Central City Census - September 2012

You know, sometimes when I am typing and I don't get a comment, I feel like I am talking to an empty chair in front of a huge audience. I don't know anyone who has done that recently, but it sounds immensely familiar. That's where the Central City Census comes in. I know I am getting an audience through the various votes each poll gets. I thank everyone for their participation each and every month. Let's look at August's results.

Where do you normally buy your games?

At an electronics retailer (e.g. Best Buy)
  16 (16%)
At a department store (e.g. Walmart)
  8 (8%)
At a video game retailer (e.g. GameStop)
  32 (33%)
Online (e.g. Amazon)
  36 (37%)
  4 (4%)

Votes so far: 96 

August's Central City Census asked the really tough question: where do you normally buy your games. The majority of votes were split between online retailers and video game retailers like GameStop. I honestly get my games through Best Buy, and then I occasionally order them from Amazon when I have the money. We couldn't quite hit 100 votes this month, but that doesn't bother me whatsoever. I appreciate any and all votes. Now it's time to check out September's census question.

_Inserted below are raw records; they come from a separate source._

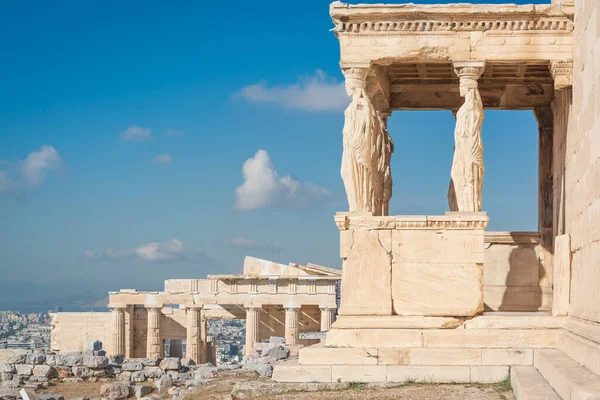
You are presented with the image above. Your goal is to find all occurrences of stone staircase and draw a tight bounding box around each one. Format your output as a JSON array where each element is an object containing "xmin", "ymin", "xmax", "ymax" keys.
[{"xmin": 273, "ymin": 313, "xmax": 600, "ymax": 400}]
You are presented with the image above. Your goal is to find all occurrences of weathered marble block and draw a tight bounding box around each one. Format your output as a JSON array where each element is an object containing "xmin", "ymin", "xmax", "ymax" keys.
[{"xmin": 335, "ymin": 213, "xmax": 488, "ymax": 317}]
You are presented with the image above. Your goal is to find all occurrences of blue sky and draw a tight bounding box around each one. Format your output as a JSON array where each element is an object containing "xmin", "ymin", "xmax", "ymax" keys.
[{"xmin": 0, "ymin": 0, "xmax": 537, "ymax": 304}]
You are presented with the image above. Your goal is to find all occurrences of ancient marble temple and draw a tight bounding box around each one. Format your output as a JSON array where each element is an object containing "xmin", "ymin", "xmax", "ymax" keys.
[{"xmin": 273, "ymin": 0, "xmax": 600, "ymax": 399}]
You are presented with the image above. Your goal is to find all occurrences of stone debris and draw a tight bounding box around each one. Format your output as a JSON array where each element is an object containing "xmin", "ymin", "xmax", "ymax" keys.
[
  {"xmin": 133, "ymin": 385, "xmax": 152, "ymax": 399},
  {"xmin": 100, "ymin": 382, "xmax": 133, "ymax": 400},
  {"xmin": 154, "ymin": 374, "xmax": 173, "ymax": 392},
  {"xmin": 160, "ymin": 357, "xmax": 181, "ymax": 371}
]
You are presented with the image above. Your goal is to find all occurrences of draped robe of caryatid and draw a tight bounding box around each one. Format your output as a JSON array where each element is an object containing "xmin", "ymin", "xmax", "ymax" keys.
[
  {"xmin": 341, "ymin": 88, "xmax": 381, "ymax": 213},
  {"xmin": 373, "ymin": 114, "xmax": 394, "ymax": 215},
  {"xmin": 448, "ymin": 83, "xmax": 485, "ymax": 211}
]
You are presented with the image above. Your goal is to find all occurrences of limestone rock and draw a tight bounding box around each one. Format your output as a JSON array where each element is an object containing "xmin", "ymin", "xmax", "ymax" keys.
[
  {"xmin": 160, "ymin": 357, "xmax": 181, "ymax": 371},
  {"xmin": 26, "ymin": 352, "xmax": 46, "ymax": 365},
  {"xmin": 71, "ymin": 365, "xmax": 93, "ymax": 378},
  {"xmin": 100, "ymin": 382, "xmax": 132, "ymax": 400},
  {"xmin": 181, "ymin": 358, "xmax": 196, "ymax": 368},
  {"xmin": 110, "ymin": 354, "xmax": 125, "ymax": 364},
  {"xmin": 0, "ymin": 364, "xmax": 16, "ymax": 374},
  {"xmin": 171, "ymin": 372, "xmax": 192, "ymax": 383},
  {"xmin": 62, "ymin": 377, "xmax": 83, "ymax": 383},
  {"xmin": 154, "ymin": 374, "xmax": 173, "ymax": 392},
  {"xmin": 185, "ymin": 379, "xmax": 212, "ymax": 389},
  {"xmin": 262, "ymin": 345, "xmax": 290, "ymax": 360},
  {"xmin": 121, "ymin": 362, "xmax": 144, "ymax": 371},
  {"xmin": 83, "ymin": 356, "xmax": 108, "ymax": 368},
  {"xmin": 54, "ymin": 366, "xmax": 73, "ymax": 379},
  {"xmin": 33, "ymin": 365, "xmax": 58, "ymax": 379},
  {"xmin": 133, "ymin": 385, "xmax": 152, "ymax": 399},
  {"xmin": 0, "ymin": 388, "xmax": 21, "ymax": 400},
  {"xmin": 269, "ymin": 336, "xmax": 285, "ymax": 344},
  {"xmin": 242, "ymin": 362, "xmax": 273, "ymax": 378},
  {"xmin": 15, "ymin": 364, "xmax": 33, "ymax": 376},
  {"xmin": 117, "ymin": 371, "xmax": 131, "ymax": 382},
  {"xmin": 143, "ymin": 367, "xmax": 165, "ymax": 379},
  {"xmin": 131, "ymin": 371, "xmax": 146, "ymax": 382},
  {"xmin": 37, "ymin": 393, "xmax": 65, "ymax": 400},
  {"xmin": 8, "ymin": 353, "xmax": 27, "ymax": 364}
]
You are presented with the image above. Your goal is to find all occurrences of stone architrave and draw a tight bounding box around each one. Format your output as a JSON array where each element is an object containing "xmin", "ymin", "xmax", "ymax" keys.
[
  {"xmin": 448, "ymin": 61, "xmax": 485, "ymax": 212},
  {"xmin": 341, "ymin": 68, "xmax": 393, "ymax": 215},
  {"xmin": 110, "ymin": 306, "xmax": 126, "ymax": 355},
  {"xmin": 146, "ymin": 306, "xmax": 164, "ymax": 358}
]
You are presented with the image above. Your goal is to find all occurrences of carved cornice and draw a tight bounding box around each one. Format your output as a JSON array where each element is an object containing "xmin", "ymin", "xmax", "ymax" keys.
[
  {"xmin": 335, "ymin": 213, "xmax": 489, "ymax": 230},
  {"xmin": 333, "ymin": 17, "xmax": 574, "ymax": 35},
  {"xmin": 550, "ymin": 60, "xmax": 573, "ymax": 90}
]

This generation hasn't been the best for console longevity. I'm not talking about relevancy or getting support 6+ years into the generation. No, I'm referring to how long a console physically stays alive. Between the Xbox 360's Red Ring of Death and the PlayStation 3's Yellow Light of Death (gamers really need to be more creative with their names, no?), consoles were dropping like flies. Even my Nintendo Wii died, it didn't turn on anymore and needed to be repaired/replaced -- a first for a Nintendo console of mine. September's Central City Census asks how many consoles have died on you this generation. The poll closes October 1st.